Ce jeudi, la Banque cantonale vaudoise (BCV) fait aussi de la prévention. Une senior effectue un test à côté d’un employé. Pourquoi cet e-mail, qui imite le design de la banque, est-il le signe d’une tentative de phishing? «Ah, le texte est écrit en allemand», répond la femme. «Oui, et vous n’êtes pas la destinataire affichée de cet e-mail», complète l’employé. Qui poursuit: «Pourquoi ce site est-il une copie du nôtre, et pas l’original?» La femme hésite. «Car l’adresse commence par «http» et pas «https», ce qui signifie qu’il n’est pas sécurisé», explique l’homme. «Ah, je n’avais jamais fait attention à cela», répond la cliente.
«Dois-je porter plainte?»
La femme poursuit ensuite vers le stand de la police: «Mon mari va installer un pare-feu sur notre ordinateur. Mais qu’est-ce que c’est?» Ensuite, l’homme qui s’inquiétait pour les photos de sa fille sur Facebook aborde un autre sujet: «Je reçois sans arrêt de faux e-mails de PayPal, dois-je porter plainte?» Olivia Cutruzzolà répond: «Non, on ne s’en sortirait pas sinon. Mais si vous avez perdu de l’argent ainsi, oui, vous devriez porter plainte.»

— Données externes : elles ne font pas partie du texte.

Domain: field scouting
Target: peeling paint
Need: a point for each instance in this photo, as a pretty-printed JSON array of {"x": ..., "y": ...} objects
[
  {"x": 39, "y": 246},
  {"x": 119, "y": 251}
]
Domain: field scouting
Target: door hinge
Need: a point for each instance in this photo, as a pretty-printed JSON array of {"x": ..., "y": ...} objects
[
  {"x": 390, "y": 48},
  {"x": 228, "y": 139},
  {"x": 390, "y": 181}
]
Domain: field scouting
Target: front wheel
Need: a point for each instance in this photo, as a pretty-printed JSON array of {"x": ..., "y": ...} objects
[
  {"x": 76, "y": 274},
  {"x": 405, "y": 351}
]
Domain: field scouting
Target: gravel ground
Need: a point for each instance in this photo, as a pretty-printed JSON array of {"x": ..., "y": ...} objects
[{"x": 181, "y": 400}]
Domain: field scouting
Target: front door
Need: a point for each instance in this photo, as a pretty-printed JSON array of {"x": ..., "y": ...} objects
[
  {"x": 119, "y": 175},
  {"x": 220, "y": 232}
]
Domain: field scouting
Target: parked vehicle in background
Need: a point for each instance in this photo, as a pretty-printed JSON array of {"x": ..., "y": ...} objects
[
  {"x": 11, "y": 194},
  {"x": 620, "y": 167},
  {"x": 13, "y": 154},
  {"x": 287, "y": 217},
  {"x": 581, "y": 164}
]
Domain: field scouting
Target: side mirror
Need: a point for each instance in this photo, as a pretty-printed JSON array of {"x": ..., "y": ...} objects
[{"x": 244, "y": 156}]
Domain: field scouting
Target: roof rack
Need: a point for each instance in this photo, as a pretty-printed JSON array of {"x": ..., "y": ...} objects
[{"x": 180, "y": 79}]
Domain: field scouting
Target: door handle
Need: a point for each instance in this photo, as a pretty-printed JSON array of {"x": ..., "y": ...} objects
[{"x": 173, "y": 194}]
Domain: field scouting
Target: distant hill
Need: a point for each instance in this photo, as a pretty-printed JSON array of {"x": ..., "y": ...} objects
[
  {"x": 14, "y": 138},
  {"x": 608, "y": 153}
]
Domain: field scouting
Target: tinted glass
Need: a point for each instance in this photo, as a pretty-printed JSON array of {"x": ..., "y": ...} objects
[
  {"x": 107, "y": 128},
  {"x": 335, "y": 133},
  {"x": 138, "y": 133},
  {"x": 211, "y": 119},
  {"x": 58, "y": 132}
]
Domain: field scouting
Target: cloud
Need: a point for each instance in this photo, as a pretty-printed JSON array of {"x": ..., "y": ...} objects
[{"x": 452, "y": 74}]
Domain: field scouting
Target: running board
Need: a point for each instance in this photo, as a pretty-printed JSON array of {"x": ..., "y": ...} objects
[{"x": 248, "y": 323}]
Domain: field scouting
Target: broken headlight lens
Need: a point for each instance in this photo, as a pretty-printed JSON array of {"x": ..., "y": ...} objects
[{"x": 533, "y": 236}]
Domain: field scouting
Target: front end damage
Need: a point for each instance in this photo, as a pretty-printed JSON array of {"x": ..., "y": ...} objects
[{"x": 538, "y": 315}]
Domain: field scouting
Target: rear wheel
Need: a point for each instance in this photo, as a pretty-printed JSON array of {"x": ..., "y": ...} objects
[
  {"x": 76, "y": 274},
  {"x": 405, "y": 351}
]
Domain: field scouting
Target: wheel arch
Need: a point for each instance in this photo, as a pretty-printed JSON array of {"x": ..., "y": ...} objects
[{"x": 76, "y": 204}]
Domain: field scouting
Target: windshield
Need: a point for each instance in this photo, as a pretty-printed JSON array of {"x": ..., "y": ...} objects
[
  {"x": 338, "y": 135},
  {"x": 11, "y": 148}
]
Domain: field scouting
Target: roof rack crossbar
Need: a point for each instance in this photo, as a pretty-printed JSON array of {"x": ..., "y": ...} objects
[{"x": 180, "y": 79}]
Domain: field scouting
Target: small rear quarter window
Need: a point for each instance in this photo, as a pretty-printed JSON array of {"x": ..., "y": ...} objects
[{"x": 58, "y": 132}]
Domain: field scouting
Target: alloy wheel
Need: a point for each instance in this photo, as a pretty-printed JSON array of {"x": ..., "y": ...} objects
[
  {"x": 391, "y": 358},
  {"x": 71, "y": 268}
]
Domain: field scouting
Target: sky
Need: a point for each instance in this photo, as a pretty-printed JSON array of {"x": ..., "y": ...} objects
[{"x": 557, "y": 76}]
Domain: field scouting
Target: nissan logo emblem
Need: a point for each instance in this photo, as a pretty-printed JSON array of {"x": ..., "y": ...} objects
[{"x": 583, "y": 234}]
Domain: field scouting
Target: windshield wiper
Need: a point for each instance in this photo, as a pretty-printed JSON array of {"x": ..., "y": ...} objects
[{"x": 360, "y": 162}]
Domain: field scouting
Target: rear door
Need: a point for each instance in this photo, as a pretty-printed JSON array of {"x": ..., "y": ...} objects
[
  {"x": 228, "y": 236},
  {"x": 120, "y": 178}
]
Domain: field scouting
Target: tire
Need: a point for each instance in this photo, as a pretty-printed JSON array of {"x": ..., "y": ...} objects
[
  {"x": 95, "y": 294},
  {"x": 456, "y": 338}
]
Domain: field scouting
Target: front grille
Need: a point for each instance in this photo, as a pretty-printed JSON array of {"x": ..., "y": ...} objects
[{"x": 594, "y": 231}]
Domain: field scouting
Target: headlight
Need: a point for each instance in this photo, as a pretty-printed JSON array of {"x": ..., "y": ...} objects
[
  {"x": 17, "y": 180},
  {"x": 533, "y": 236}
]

Cette question rejoint une autre, posée le matin même à Yverdon, lors d’une conférence destinée aux PME. Martin Dion, haut responsable de Kudelski Security, avait été clair: «Vous allez vous faire pirater un jour ou l’autre, c’est certain. Ce qu’il faut faire, c’est détecter l’incident le plus vite possible et réagir.» Et les autorités, en cas de piratage, ne peuvent pas grand-chose. «Les Etats-Unis, la Chine, la France ou l’Angleterre sont parmi les seuls à défendre leurs entreprises attaquées. Ici, la police fait ce qu’elle peut. Mais si le pirate est à l’étranger, vous risquez de vous retrouver seul.»